A comparison of some astronomical detectors

by Brian Skiff
October, 1996

As a major user of photomultiplier tubes for photometry of stars, I'll join the discussion here about eye vs. photo-tubes vs. CCDs:

Mike Richmond correctly pointed out the problem about fields of view when trying to observe bright stars with CCDs. The "obvious solution" of using a short focal length lens to get a wide field with comparison stars doesn't work, since it turns out the the precision of the measurements declines when you have a star image occupying only a single pixel. Even though scales around 2 arcsec/pixel are suggested for imaging of big deep-sky objects, you need something like 1 arcsec/pixel or better for doing photometry of stars, or more specifically, you want the star to cover at least several pixels.

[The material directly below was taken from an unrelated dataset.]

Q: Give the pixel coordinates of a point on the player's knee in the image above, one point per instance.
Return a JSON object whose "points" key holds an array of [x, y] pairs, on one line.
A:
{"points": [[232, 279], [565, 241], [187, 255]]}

For the problem of bright stars, the increased quantum efficiency of CCDs is of no help, since there are already plenty of photons. Indeed, the limiting factors in precision are things like scintillation (worse for small apertures), small tranparency variations (site dependent), and flat-fielding errors (acute problem for CCDs). Whereas there is plenty of traditional single-channel photometry published that's limited mainly by the precision of the standard stars, there has yet to be published a paper with CCD "all-sky" photometry that has an external accuracy better than about 0.01-0.015 mag. The best such CCD work I've seen is by a guy named Alistair Walker, a South African now working at CTIO. The best differential photometry (where comparison stars are on the same CCD frame as the target stars) has been done by Ron Gilliland, whose study of microvaribility in solar-type stars in M67 set the standard in this regard. He used 4-meter class telescopes on 13th magnitude stars, took literally tens of thousands of frames (he had to use a Cray machine to process them!), yet his rms errors per observation were about 0.008 mag. And this was despite the fact that he had not just a few but scores of comparison stars on the chip. In a set of 1-minute integrations on two stars using the Lowell 53cm photoelectric photometer, I get rms errors of 0.002-0.003 mag., and can "reduce" the results in about 20 seconds using a pocket calculator. So on bright stars, photomultiplier tubes win big, not only in sheer precision, but also in reducing the data to magnitudes.

Recently Robert Mutel (Univ. Iowa), who runs an excellent small telescope CCD facility (it's a 7-inch Starfire refractor with an ST-6), asked me about observing Algol for a project to look for some kind of relativistic effects. Despite having a 26 arcmin field of view on his camera, there are no stars less than _nine_ magnitudes fainter than Algol appearing in the field. Although he can observe mag. 12 stars without difficulty, getting enough photons for them without completely blasting out mag. 3 Algol (and the chip) is not possible, since the dynamic range of the typical chip is around seven magnitudes between saturation and not-enough signal.

So I see CCDs and photomultipliers as complementary: there are things one can do that the other cannot. If you want high precision, you go with tubes, if you need to go faint or do surface photometry, you go with CCDs. For similar dwell times and moderate precision, you gain about two magnitudes with a CCD in the limit compared to a first-rate tube: one magnitude comes from the raw "speed" (quantum efficiency) of the chip, the other comes from having taken the sky background readings at the same time and more accurately than can be done with a tube. Yes, small telescopes reach 20th magnitude or something with a CCD, but the noise level is about 1:1, and photometry of such stars is useless. Amateur observers rarely observe with filters, which are _required_ to make the measurements useful, but inevitably reduce one's limiting magnitude. On top of that, most variable stars (or asteroids, etc.) you'd want to study vary fast enough that exposures need to be no longer than about 10 minutes in order to sample the lightcurve adequately, which puts another crimp on the faint limit. (All this is part of the "no free lunch" principle.)

The eye and photography still have a place in astronomy: all the decently bright comets are discovered by amateurs either visually or photographically (a few CCD comet hunters are out there, too); following Mira variables is done almost entirely visually; supernovae are still discovered visually (one just last week, in fact). The best thing about the eye is convenience: you can be out there for quick scans much more often than is likely even with an automated telescope. The eye isn't real accurate for photometry, but the "image- processing" is done with amazing speed, and the knowledgable user can get reliable and consistent results.